Applications include information about which program at Cambridge you intend to study, publications, non-academic interests, career plans, and previous foreign travel. There are three written components: a two-page personal statement, a one-page research and employment experience statement, and a one-page essay on your proposed program of study
The application requires four letters of recommendation from professors in your discipline (e.g. math or physics, for example) with first-hand knowledge of your work. If you've completed research, one letter must be from your supervisor or manager. Finally, you'll be asked to submit transcripts, GRE scores, and MCAT scores, if available.
A committee meets in January and reviews applications. Around twenty finalists are selected and a handful of them are recommended to be Churchill Scholars, with the remaining left as alternates. Finalists are invited to a 20-minute phone interview that plays a minor role in the selection process. The informal phone interview focuses on whether you're a fit for the college and vision of the program.
Mackenzie Simper is a recently named 2016 Churchill Scholar from the University of Utah.

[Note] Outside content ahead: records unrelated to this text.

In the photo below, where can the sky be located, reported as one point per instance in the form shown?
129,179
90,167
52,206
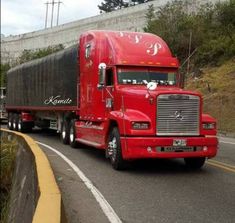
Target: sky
23,16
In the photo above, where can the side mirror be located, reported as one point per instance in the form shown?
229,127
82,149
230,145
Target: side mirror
102,74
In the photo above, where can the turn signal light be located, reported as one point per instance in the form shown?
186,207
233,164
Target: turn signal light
140,125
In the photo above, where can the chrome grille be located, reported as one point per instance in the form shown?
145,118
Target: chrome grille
178,114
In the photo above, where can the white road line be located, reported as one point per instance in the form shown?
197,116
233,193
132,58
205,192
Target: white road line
233,143
105,206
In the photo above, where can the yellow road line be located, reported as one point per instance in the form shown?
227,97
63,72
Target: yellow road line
222,165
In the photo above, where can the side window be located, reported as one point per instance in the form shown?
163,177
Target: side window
88,51
109,77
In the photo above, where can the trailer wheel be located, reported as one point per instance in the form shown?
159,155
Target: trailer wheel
15,122
115,150
65,132
10,121
72,134
195,163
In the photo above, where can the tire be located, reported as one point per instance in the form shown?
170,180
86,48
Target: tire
24,126
72,135
10,121
195,163
15,122
115,150
64,136
20,125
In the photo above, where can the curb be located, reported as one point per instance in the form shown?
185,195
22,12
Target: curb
49,207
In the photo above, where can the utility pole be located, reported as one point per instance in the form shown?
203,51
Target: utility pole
189,51
58,12
52,12
46,14
52,3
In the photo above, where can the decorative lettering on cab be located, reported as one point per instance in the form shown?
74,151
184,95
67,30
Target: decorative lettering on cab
56,100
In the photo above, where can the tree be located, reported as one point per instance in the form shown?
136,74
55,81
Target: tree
112,5
208,29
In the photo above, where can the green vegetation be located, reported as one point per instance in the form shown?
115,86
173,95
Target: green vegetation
217,84
207,32
7,162
112,5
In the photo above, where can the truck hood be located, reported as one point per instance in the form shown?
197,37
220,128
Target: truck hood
141,91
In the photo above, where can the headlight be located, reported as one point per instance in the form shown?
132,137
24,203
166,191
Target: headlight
208,125
140,125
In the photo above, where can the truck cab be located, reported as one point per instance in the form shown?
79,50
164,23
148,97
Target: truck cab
132,103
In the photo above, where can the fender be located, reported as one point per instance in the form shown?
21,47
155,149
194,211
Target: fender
208,119
125,119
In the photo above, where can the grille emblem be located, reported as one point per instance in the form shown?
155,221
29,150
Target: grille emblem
178,115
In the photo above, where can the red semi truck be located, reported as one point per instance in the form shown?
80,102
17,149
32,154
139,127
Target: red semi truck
117,91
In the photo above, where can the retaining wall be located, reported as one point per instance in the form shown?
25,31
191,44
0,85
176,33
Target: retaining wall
131,19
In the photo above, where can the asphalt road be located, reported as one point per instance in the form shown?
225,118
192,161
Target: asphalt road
152,191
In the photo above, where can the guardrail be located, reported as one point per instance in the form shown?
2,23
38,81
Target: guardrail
35,196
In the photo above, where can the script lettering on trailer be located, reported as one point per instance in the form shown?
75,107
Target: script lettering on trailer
56,100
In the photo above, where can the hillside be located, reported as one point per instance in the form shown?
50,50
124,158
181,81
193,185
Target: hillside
217,85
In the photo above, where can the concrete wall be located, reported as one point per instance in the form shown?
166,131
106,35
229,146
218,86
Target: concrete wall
132,19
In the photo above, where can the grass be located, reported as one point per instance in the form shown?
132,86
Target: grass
7,161
217,85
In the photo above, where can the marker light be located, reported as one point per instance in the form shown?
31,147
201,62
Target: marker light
208,126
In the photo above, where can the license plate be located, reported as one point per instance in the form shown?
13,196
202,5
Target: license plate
178,149
179,142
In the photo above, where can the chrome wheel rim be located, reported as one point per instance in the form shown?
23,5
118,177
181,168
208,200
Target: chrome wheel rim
71,136
19,126
113,148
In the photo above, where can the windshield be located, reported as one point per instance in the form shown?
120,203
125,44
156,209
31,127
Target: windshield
141,77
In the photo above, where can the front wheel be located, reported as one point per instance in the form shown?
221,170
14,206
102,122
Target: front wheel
195,163
15,122
72,134
65,132
10,121
115,150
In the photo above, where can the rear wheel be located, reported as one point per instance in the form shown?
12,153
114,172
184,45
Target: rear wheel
20,125
65,132
72,134
15,122
115,150
10,121
24,126
195,163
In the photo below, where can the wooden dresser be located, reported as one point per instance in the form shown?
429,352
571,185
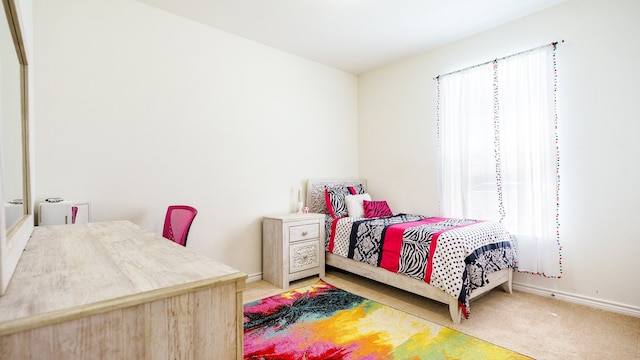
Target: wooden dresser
113,290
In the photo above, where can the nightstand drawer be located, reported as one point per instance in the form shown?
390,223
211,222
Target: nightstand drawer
304,232
304,255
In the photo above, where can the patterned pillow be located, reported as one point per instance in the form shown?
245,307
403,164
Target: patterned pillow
354,204
334,197
376,209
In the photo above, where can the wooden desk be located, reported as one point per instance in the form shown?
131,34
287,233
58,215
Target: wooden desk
114,290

The Churchill puts a large emphasis on research. I think it is important to show how your research experiences have motivated you, as well as connect past research to your future plans.
It is important to really know the program that you are applying for. My program is the MASt in math at Cambridge, which is formatted very differently than an American master's program. In my interview, I was asked questions to make sure I understood the differences and would be able to adapt. I had spoken to many people who had previously completed the MASt at Cambridge, and so I really knew what I was getting in to and was able to articulate that in my interview.
A Word About Letters of Recommendation
In the world of elite scholarships, recommendation letters are a critical part of the process. Think strategically about your choice of recommender. Select people who can tie in examples, observations and comments from your work to the project you're proposing and the mission of the overall scholarship program. For example, if you're applying for a Fulbright, your linguistic preparation and your ability to adapt to a new culture are important.
Ineffective letters tend to be generic or fail to make a real connection to the mission of the program. It's helpful to ensure each of your recommenders understands the scholarship's mission, the academics or project you're proposing, and some specific elements that might be helpful as they're crafting their letters. Create packets for each of your recommenders with information and reference documents to help them quickly craft relevant letters.
Finally, a word about timelines: Professors and academic advisors tend to be inundated with recommendation requests. Create a timeline for your application. Choose recommenders early and provide them with plenty of time to fulfill your request. Ensure all waivers or other documents have been signed, and include submission instructions or stamped envelopes as required. Remove all logistical barriers for the creation of a powerful letter and a timely submission.